Diese basiert auf zwei innovativen gynäkologischen Produkten – CerMap und CerMark. Ersteres ist ein System zur Entnahme von zervikalen Gewebeproben und deren Analyse. „Es handelt sich um das erste Gewebeentnahmesystem, das die räumliche Zuordnung der entnommenen Zervixzellen auch auf dem Objektträger abbildet“, erläutert CerMed-Geschäftsführer Peter Gombrich. Auf diese Weise könnten in einem Radius von 360° gleichzeitig Zellen aller betreffenden Gebärmutterareale entnommen und auf dem Objektträger räumlich dargestellt werden. CerMap zeichnet somit eine Art biologische Landkarte der möglicherweise betroffenen Gewebebereiche. Dadurch sei es erstmals möglich, die spezifischen Areale bei einer Nachuntersuchung direkter zu lokalisieren, was mit den derzeit verfügbaren Methoden nicht möglich sei.
Exakte Analyse im Minutentakt
Hinter CerMark verbirgt sich wiederum ein patentrechtlich geschütztes mobiles Gerät zur Früherkennung von Gebärmutterhalskrebs, das über eine höhere Empfindlichkeit und Genauigkeit verfügt, als die bisher vorhandenen Verfahren. Dabei handelt es sich um ein so genanntes Point-of-Care-System zur patientennahen Analyse der entnommenen Proben. Neben geringeren Kosten für das Verfahren besteht der große Vorteil darin, dass man nicht mehr auf ein Zentrallabor angewiesen ist. Vielmehr erfolgt die Auswertung unmittelbar vor Ort, beispielsweise unmittelbar in der Praxis eines niedergelassenen Arztes und es bedarf nicht an speziell ausgebildetem Personal. Das Testsystem besteht aus einem Patronensystem mit einem Mikroelektrodenchip-Array.
CerMark erlaubt es, verdächtige Proteine aufzuspüren, die bei einer HPV-Infektion durch den Eintritt der Viren in die Wirtzellen bedingt freigesetzt werden. Mit Hilfe des Geräts können innerhalb von Minuten vier individuelle Biomarker, die mit einer zervikalen Erkrankung und Infektion in verschiedenen Progressionsstadien im Zusammenhang stehen, festgestellt werden.

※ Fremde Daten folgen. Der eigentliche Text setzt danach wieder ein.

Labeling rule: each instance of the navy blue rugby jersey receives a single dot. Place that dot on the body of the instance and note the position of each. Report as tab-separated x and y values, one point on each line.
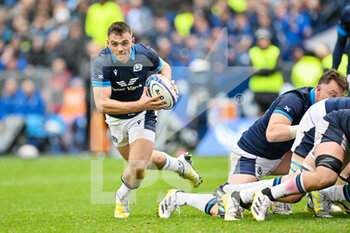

Dabei ermöglicht die Kombination mehrerer Biomarker im Gegensatz zu einem einzelnen Marker eine wesentlich höhere Empfindlichkeit und Genauigkeit.
Unternehmensangaben zufolge liegt das Marktvolumen für herkömmliche PAP-Testsysteme gegenwärtig bei 3 bis 4 Mrd. US-Dollar. Mithilfe von einfach zu handhabenden und sehr zuverlässigen Point-of-Care-Systemen könne dagegen ein weltweiter 18 Mrd. Dollar-Markt bedient werden.
Derzeitiger Entwicklungsstand
Das CerMap-Probenentnahmegerät befindet sich derzeit in der Herstellung und wird ab dem vierten Quartal dieses Jahres in China und anderen Vertragsländern käuflich zu erwerben sein. CerMark befindet sich derzeit in der Testphase. Das Unternehmen plant ab dem zweiten Quartal 2012 eine Reihe klinischer Studien durchzuführen: somit könnte das Gerät bereits Ende nächsten Jahres in ausgewählten Ländern auf dem Markt sein. CerMed International hat bereits Verträge mit einer mindestens dreijährigen Laufzeit abgeschlossen, die mehrere Länder abdecken.